MGNREGA, enacted in 2005 and operational from 2006, was a landmark rights-based law. Its defining features were:

  • Justiciable legal guarantee of 100 days of unskilled manual wage employment per rural household per year.
  • Demand-driven design: work provided on demand within 15 days, failing which an unemployment allowance was payable.
  • 15-day wage-payment rule: wages to be paid within 15 days of work, with compensation for delay.
  • Social audits by the Gram Sabha as a statutory accountability mechanism.
  • Strong women’s participation: women accounted for roughly 55% of person-days generated, well above the one-third statutory minimum.

Continuity vs Change

The transition is designed for continuity. Ongoing works as on June 30, 2026 may continue under VB-G RAM G provisions and will be prioritised for completion. e-KYC verified MGNREGA job cards remain valid until new Gramin Rozgar Guarantee Cards are issued. The substantive change is the reorientation from a pure demand-driven safety net towards planned, convergence-led asset creation with an explicit climate-resilience focus.

Analysis and Way Forward

The recast carries genuine merit. Embedding extreme-weather mitigation as a dedicated thematic area institutionalises climate resilience into rural employment, the 125-day ceiling enlarges the safety net, and the convergence model can reduce the fragmentation that long plagued rural spending. Linking wages to durable, productive assets responds to a recurring critique that demand-driven works sometimes produced low-value outcomes.

The concerns, however, are structural and must be addressed:

  • Preserving the justiciable guarantee. MGNREGA’s power lay in being a legally enforceable right. The new framework must ensure the 125-day guarantee remains justiciable, not a target subject to administrative discretion or fund availability.
  • Social audits. The Gram Sabha social audit was a rare, working accountability tool. Its statutory continuity, independence and funding must be protected.
  • Wage-payment timelines. The 15-day payment rule and delay-compensation are central to worker trust. Any dilution risks reviving the wage-arrears problem.
  • Women’s participation. With women at ~55% of person-days under MGNREGA, the new work-mix and asset orientation must not inadvertently reduce the share of works accessible to women workers.

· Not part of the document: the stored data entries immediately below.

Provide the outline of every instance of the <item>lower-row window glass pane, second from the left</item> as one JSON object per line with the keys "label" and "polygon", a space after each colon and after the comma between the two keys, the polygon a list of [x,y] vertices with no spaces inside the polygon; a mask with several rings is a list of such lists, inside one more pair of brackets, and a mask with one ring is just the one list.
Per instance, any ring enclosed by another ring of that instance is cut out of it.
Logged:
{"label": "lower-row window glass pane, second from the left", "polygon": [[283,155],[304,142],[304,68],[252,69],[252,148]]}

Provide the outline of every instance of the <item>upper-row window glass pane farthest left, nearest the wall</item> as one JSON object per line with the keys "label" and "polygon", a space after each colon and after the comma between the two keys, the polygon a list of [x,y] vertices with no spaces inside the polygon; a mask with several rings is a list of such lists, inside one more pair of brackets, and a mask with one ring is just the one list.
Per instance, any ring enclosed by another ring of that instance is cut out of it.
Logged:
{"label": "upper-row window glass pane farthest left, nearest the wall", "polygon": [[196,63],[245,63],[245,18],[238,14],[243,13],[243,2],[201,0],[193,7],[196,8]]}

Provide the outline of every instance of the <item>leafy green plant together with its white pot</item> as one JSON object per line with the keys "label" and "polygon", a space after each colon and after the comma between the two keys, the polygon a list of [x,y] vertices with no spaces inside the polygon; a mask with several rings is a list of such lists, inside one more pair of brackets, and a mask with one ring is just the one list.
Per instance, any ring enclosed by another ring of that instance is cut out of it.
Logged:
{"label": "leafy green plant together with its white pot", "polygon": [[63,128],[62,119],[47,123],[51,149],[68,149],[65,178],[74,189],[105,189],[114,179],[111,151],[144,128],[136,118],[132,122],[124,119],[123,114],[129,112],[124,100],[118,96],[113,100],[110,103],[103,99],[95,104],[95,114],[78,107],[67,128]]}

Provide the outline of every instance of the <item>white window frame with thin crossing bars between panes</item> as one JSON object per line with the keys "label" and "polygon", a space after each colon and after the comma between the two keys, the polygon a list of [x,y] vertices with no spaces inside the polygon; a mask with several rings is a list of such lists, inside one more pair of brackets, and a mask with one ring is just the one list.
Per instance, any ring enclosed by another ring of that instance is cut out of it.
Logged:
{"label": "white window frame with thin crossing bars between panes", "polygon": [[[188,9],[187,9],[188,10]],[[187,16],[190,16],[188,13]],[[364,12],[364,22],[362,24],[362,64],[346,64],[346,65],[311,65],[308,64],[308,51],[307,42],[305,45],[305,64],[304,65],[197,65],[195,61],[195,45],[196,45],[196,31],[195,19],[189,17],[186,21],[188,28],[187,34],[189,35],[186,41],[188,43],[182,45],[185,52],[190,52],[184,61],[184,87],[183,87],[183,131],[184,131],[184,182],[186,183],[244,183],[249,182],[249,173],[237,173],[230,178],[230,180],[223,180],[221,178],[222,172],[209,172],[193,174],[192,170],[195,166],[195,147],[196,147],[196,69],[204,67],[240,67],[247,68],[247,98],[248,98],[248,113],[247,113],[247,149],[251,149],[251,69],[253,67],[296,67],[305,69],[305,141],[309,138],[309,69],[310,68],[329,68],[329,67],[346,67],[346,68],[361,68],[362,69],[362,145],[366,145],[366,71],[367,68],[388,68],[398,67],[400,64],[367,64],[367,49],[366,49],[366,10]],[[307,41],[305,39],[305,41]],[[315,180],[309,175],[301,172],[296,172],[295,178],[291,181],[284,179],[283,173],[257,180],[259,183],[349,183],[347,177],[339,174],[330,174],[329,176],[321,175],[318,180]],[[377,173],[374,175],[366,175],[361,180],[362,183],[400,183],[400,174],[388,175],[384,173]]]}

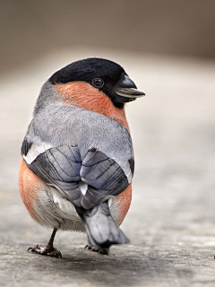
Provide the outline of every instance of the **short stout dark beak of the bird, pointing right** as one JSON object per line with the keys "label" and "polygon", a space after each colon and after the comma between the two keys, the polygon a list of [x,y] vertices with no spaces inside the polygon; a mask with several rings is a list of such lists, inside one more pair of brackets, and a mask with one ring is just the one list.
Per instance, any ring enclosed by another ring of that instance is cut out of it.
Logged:
{"label": "short stout dark beak of the bird, pointing right", "polygon": [[135,83],[127,75],[117,83],[115,92],[116,101],[121,103],[136,100],[145,95],[144,92],[137,90]]}

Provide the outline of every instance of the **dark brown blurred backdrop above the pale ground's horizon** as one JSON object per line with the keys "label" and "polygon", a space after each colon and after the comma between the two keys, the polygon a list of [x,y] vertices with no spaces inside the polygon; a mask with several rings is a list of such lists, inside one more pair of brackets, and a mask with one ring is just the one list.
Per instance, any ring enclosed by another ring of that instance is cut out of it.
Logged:
{"label": "dark brown blurred backdrop above the pale ground's horizon", "polygon": [[213,0],[0,1],[1,73],[79,46],[215,57]]}

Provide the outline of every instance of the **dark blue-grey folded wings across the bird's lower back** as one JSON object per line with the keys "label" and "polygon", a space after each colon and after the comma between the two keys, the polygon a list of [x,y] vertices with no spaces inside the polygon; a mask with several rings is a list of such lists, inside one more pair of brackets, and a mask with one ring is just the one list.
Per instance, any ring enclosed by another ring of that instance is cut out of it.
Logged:
{"label": "dark blue-grey folded wings across the bird's lower back", "polygon": [[[52,147],[29,163],[30,170],[39,178],[59,189],[75,206],[86,210],[106,200],[107,196],[118,195],[130,184],[133,159],[122,161],[122,165],[124,170],[96,148],[91,148],[81,158],[76,145]],[[85,194],[80,188],[81,182],[87,185]]]}

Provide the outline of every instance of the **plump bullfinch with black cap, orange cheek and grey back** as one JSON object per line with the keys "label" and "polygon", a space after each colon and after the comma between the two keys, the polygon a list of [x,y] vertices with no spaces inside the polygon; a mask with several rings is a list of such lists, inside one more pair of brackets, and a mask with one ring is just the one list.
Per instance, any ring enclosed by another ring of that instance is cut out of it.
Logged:
{"label": "plump bullfinch with black cap, orange cheek and grey back", "polygon": [[125,104],[144,95],[121,65],[99,57],[66,65],[43,84],[22,142],[19,189],[32,219],[53,232],[29,252],[62,257],[57,230],[86,232],[86,248],[101,254],[129,243],[119,228],[134,171]]}

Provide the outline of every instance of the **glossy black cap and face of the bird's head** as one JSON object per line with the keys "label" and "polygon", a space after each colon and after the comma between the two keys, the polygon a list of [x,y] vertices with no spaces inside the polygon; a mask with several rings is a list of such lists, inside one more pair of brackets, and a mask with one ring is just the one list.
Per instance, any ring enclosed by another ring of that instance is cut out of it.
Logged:
{"label": "glossy black cap and face of the bird's head", "polygon": [[[53,74],[48,81],[53,84],[76,81],[90,83],[103,91],[117,108],[122,109],[125,102],[135,100],[135,98],[119,96],[116,93],[116,88],[120,87],[120,83],[125,82],[125,77],[129,79],[121,65],[107,59],[90,57],[64,66]],[[136,89],[132,80],[126,87]]]}

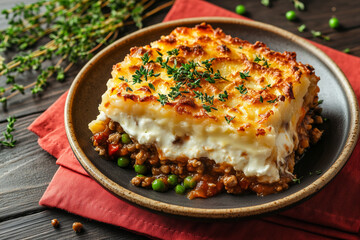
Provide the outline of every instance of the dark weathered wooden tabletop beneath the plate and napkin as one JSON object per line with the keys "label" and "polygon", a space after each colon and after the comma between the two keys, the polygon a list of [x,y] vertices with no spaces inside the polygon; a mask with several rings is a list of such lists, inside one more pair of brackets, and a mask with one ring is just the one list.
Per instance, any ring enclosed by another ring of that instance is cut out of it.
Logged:
{"label": "dark weathered wooden tabletop beneath the plate and napkin", "polygon": [[[31,3],[35,0],[1,0],[0,10],[8,9],[16,3]],[[157,4],[166,2],[159,1]],[[293,10],[289,0],[273,0],[272,7],[261,5],[260,0],[221,0],[212,2],[218,6],[234,11],[236,4],[243,4],[247,9],[247,17],[286,29],[299,36],[319,42],[340,51],[350,48],[354,56],[360,57],[360,1],[359,0],[312,0],[303,2],[307,10],[298,12],[299,21],[289,22],[284,14]],[[144,21],[145,26],[159,23],[170,8]],[[333,30],[328,20],[336,16],[341,28]],[[314,39],[309,31],[300,33],[297,27],[306,24],[308,29],[321,31],[330,36],[330,41]],[[6,27],[3,16],[0,17],[0,29]],[[126,30],[124,34],[131,30]],[[0,110],[0,132],[6,129],[6,118],[16,116],[17,144],[15,148],[0,146],[0,239],[51,239],[51,238],[83,238],[83,239],[143,239],[116,226],[84,219],[62,210],[39,206],[38,202],[58,166],[56,159],[45,152],[37,143],[37,136],[26,128],[41,115],[70,86],[81,65],[74,67],[64,83],[51,81],[47,90],[40,97],[31,94],[17,96],[8,104],[8,111]],[[34,76],[29,76],[34,78]],[[0,78],[0,86],[4,79]],[[0,136],[2,140],[2,136]],[[61,227],[54,229],[50,220],[57,218]],[[80,221],[84,231],[76,234],[72,223]]]}

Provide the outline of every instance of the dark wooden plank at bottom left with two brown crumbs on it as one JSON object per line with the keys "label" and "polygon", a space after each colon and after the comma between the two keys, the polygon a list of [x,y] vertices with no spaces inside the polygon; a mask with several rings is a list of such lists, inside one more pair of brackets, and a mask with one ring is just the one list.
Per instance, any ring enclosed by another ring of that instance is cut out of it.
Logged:
{"label": "dark wooden plank at bottom left with two brown crumbs on it", "polygon": [[[51,225],[58,219],[59,228]],[[72,230],[74,222],[83,224],[83,231]],[[11,219],[0,224],[0,239],[147,239],[119,227],[89,220],[57,209]]]}

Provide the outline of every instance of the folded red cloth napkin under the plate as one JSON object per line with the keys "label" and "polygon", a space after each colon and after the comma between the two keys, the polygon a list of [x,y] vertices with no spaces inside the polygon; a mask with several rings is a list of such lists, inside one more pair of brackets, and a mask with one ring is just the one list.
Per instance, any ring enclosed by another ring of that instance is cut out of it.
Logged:
{"label": "folded red cloth napkin under the plate", "polygon": [[[241,18],[200,0],[177,0],[165,21],[199,16]],[[318,45],[344,71],[360,99],[360,58]],[[326,81],[326,80],[323,80]],[[73,155],[64,128],[66,93],[29,126],[60,165],[41,205],[163,239],[360,239],[360,144],[325,190],[291,209],[266,217],[204,221],[158,214],[125,202],[92,180]],[[241,197],[240,197],[241,198]]]}

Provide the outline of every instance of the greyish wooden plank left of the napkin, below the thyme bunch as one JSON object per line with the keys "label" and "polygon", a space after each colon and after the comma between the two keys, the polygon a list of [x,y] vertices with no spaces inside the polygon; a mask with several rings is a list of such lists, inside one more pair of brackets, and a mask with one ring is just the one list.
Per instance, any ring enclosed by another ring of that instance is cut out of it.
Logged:
{"label": "greyish wooden plank left of the napkin, below the thyme bunch", "polygon": [[[18,119],[15,148],[0,147],[0,221],[39,211],[40,197],[58,168],[56,159],[42,150],[37,136],[26,129],[37,116]],[[0,124],[1,132],[5,128],[6,123]]]}

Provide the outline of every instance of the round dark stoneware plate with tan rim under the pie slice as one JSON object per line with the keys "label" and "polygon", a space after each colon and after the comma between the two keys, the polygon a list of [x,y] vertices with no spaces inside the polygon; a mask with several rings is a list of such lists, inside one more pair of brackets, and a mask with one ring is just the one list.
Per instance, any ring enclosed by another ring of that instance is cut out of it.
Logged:
{"label": "round dark stoneware plate with tan rim under the pie slice", "polygon": [[[294,51],[298,60],[314,66],[321,77],[320,99],[323,116],[329,119],[321,141],[296,165],[300,184],[288,190],[258,197],[254,194],[220,194],[209,199],[189,200],[174,191],[158,193],[130,184],[135,172],[106,161],[93,150],[88,123],[98,114],[101,95],[106,90],[112,66],[123,60],[133,46],[143,46],[169,34],[178,26],[193,27],[207,22],[226,34],[254,43],[262,41],[276,51]],[[338,66],[321,50],[282,29],[267,24],[230,18],[193,18],[157,24],[130,34],[97,54],[76,77],[66,101],[65,126],[70,145],[84,169],[101,186],[135,204],[171,214],[227,218],[274,211],[305,199],[323,188],[341,170],[358,138],[359,111],[354,92]],[[309,172],[320,170],[320,175]],[[326,188],[324,189],[326,191]]]}

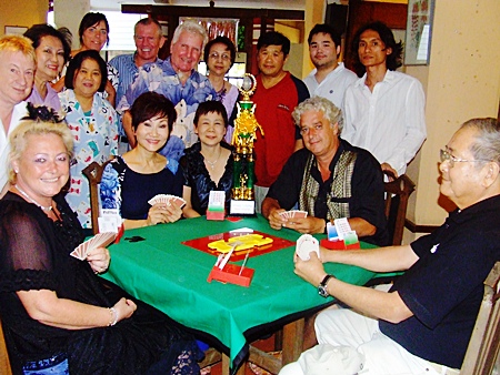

Way forward: retain the demand-driven, rights-based core; codify social audit and the 15-day wage rule in subordinate rules; ensure transparent, real-time MIS continuity; and finalise Schedule I with adequate State consultation so local needs and women-friendly works are protected.

UPSC Relevance

  • GS Paper 2 (Welfare Schemes / Governance): rights-based welfare, justiciability of statutory guarantees, social audit as an accountability mechanism, Centre-State convergence.
  • GS Paper 3 (Rural Economy / Employment): rural wage employment, asset creation, climate-resilient infrastructure, “Single Plan - Multi Funding” convergence model.
  • Mains angle: “Evaluate the shift from a demand-driven employment guarantee (MGNREGA) to an asset- and climate-oriented framework (VB-G RAM G). Does it strengthen or dilute the rights-based architecture of rural welfare?”
  • Prelims angle: year of enactment, commencement date, guaranteed days, four thematic areas, repeal of MGNREGA 2005.

Facts Corner

📌 Facts Corner, Knowledgepedia

  • Full name: Viksit Bharat - Guarantee for Rozgar and Ajeevika Mission (Gramin) Act, 2025 (VB-G RAM G Act).
  • Commencement: July 1, 2026, across all rural areas of India.
  • Repeals: Mahatma Gandhi National Rural Employment Guarantee Act, 2005 (MGNREGA).
  • Guaranteed employment: 125 days per rural household per financial year (up from 100 days).
  • Permissible works: interim list of 318 works notified by the Department of Rural Development.
  • Four thematic focus areas: Water Security; Core Rural Infrastructure; Rural Livelihoods; Special Works for Mitigation of Extreme Weather Events.
  • Approach: “Single Plan - Multi Funding” convergence model, aligned to Viksit Bharat @2047.
  • Nodal: Department of Rural Development, Ministry of Rural Development.